Scribe (media tie) novel winners: SPECULATIVE Star Trek: Strange New Worlds: The High Country by John Jackson Miller. GRAPHIC Kolchak: The Night Stalker. YA/MIDDLE GRADE Squirrel Girl: Universe by Tristan Palmgren. [L]
Sam Moskowitz Archive Award: John L. Coker III.
Shirley Jackson (suspense etc) novel winners, a tie: The Devil Takes You Home by Gabino Iglesias and Where I End by Sophie White.
Wales Book of the Year: overall winner was the fantasy-tinged Drift by Caryl Lewis. [L]

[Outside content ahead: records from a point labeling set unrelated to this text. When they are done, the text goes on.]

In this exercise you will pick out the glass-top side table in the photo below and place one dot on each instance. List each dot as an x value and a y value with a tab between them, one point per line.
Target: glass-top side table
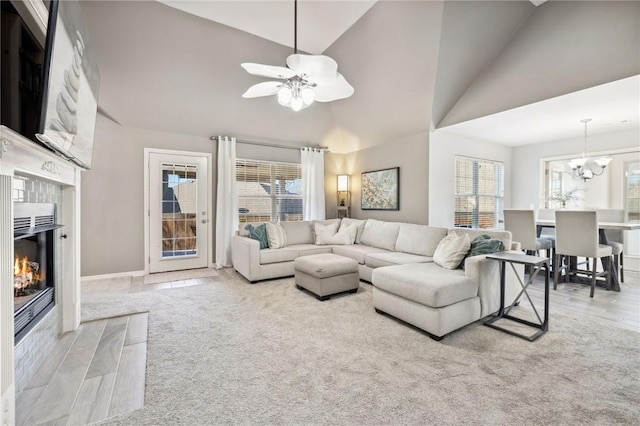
537	264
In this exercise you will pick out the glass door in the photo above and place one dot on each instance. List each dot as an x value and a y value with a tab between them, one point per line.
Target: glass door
178	214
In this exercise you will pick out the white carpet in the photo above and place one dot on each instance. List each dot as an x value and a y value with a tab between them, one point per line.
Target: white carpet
231	352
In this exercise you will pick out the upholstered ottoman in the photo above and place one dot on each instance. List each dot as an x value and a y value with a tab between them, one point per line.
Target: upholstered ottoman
326	274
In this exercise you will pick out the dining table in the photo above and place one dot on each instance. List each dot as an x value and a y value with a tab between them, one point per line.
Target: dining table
602	227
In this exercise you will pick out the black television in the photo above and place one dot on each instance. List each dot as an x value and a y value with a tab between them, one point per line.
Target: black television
71	83
22	66
50	89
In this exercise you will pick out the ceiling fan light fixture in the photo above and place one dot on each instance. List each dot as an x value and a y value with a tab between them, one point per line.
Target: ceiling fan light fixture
307	78
308	95
297	103
284	95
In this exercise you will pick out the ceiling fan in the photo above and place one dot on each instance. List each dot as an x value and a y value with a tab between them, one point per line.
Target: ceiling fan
307	78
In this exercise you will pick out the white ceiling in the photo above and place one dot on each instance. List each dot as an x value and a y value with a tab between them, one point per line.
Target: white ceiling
611	107
320	23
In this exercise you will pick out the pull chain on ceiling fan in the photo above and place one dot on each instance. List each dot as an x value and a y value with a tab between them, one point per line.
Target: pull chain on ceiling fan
307	78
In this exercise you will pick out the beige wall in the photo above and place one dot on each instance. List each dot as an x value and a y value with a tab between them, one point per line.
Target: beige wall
411	154
113	195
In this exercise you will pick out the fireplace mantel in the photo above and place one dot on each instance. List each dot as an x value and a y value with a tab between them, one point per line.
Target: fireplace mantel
20	155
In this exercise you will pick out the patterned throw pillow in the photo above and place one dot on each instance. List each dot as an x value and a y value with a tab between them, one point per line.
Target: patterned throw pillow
483	244
275	234
451	250
259	233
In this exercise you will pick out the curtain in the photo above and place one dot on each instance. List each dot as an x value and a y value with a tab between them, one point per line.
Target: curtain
227	200
312	184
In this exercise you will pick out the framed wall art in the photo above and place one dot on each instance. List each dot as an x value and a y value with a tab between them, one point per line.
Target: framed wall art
381	190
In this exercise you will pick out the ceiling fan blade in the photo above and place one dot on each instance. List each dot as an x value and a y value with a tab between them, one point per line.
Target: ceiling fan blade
314	68
338	89
267	88
268	70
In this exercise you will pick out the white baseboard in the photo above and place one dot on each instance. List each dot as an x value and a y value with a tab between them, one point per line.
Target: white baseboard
116	275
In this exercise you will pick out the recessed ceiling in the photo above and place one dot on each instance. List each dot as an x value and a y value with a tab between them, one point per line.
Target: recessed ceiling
320	23
611	107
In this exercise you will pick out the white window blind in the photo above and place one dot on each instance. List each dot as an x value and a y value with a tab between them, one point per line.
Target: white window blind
632	190
479	193
268	191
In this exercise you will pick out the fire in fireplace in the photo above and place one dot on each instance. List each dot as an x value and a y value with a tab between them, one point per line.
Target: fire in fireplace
26	274
33	275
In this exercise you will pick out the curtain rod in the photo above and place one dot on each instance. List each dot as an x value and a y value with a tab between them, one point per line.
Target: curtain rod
270	145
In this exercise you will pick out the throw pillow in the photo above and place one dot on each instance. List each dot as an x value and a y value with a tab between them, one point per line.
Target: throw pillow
325	234
483	244
259	233
347	221
451	250
276	235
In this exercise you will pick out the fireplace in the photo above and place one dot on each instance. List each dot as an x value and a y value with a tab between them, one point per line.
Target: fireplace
34	284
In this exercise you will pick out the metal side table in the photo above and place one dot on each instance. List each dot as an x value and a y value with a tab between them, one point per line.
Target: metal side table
537	264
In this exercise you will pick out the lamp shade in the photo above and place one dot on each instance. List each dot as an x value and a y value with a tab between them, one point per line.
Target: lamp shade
343	182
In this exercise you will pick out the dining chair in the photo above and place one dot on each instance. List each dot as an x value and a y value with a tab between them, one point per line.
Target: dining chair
615	238
548	233
522	225
577	235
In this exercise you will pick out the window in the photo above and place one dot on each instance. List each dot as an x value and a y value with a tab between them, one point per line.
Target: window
479	192
632	190
268	191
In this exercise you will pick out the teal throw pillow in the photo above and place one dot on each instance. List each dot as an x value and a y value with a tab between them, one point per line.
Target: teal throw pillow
259	233
483	244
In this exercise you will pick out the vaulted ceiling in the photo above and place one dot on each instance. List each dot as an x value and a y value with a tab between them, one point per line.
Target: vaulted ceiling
415	65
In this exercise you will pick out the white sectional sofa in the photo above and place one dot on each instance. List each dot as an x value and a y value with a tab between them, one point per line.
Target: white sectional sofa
397	258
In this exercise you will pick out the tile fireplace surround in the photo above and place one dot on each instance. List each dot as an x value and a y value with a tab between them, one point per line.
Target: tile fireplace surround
24	158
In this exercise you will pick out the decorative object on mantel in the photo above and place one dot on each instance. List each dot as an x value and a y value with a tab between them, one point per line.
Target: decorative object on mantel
586	168
564	197
307	78
380	190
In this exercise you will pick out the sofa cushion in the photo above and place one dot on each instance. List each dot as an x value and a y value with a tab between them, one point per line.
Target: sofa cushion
284	254
344	236
276	235
347	221
451	250
298	232
504	236
323	233
380	234
259	233
483	244
426	283
419	239
243	228
378	260
334	222
357	252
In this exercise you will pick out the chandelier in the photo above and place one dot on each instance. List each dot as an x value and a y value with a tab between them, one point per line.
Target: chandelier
586	168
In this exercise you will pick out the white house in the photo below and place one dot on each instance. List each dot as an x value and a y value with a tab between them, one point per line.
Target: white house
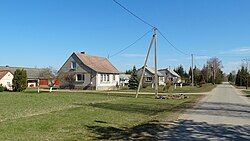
124	79
148	78
6	79
91	72
170	74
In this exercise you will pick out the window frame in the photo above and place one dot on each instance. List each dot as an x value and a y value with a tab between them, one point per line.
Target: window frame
82	76
73	65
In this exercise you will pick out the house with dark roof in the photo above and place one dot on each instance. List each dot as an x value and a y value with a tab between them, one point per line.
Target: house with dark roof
33	76
91	72
148	78
171	75
6	79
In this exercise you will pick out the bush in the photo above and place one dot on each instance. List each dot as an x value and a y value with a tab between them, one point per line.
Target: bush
2	88
19	80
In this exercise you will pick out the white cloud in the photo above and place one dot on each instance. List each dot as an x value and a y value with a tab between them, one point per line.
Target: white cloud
237	51
171	60
133	55
201	57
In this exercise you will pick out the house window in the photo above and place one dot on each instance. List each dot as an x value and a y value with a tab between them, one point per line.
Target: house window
8	84
73	65
80	77
148	79
107	77
101	77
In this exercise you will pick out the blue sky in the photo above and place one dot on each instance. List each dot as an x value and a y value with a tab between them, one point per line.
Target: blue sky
42	33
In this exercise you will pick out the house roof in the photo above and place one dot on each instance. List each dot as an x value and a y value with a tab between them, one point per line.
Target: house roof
124	76
172	72
96	63
152	70
3	73
32	73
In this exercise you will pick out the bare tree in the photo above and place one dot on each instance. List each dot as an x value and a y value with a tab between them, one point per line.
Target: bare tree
50	75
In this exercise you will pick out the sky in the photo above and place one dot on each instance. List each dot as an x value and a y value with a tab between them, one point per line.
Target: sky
44	33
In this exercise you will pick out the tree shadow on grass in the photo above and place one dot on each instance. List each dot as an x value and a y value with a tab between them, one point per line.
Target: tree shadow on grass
147	131
144	108
181	130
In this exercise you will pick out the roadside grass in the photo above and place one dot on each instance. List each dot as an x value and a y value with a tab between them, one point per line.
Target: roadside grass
81	116
185	89
247	92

We Are Everywhere. Dealing with a US ‘sovereign citizen’ using his own made-up nation’s international driving licence, insurance and passport, a Michigan District Court judge cited both ‘Jabberwocky’ and the Lewis Padgett sf story ‘Mimsy Were the Borogoves’ as analogies for the general meaninglessness of it all. (Rec.arts.sf.written, 1 July) [AL]

Random Fandom. Brand X vs The X-Men: ‘Prof. Charles Xavier is filing a lawsuit against Elon Musk amidst Twitter’s rebranding to “X”.’ (@HailEternal, 23 July) [JG]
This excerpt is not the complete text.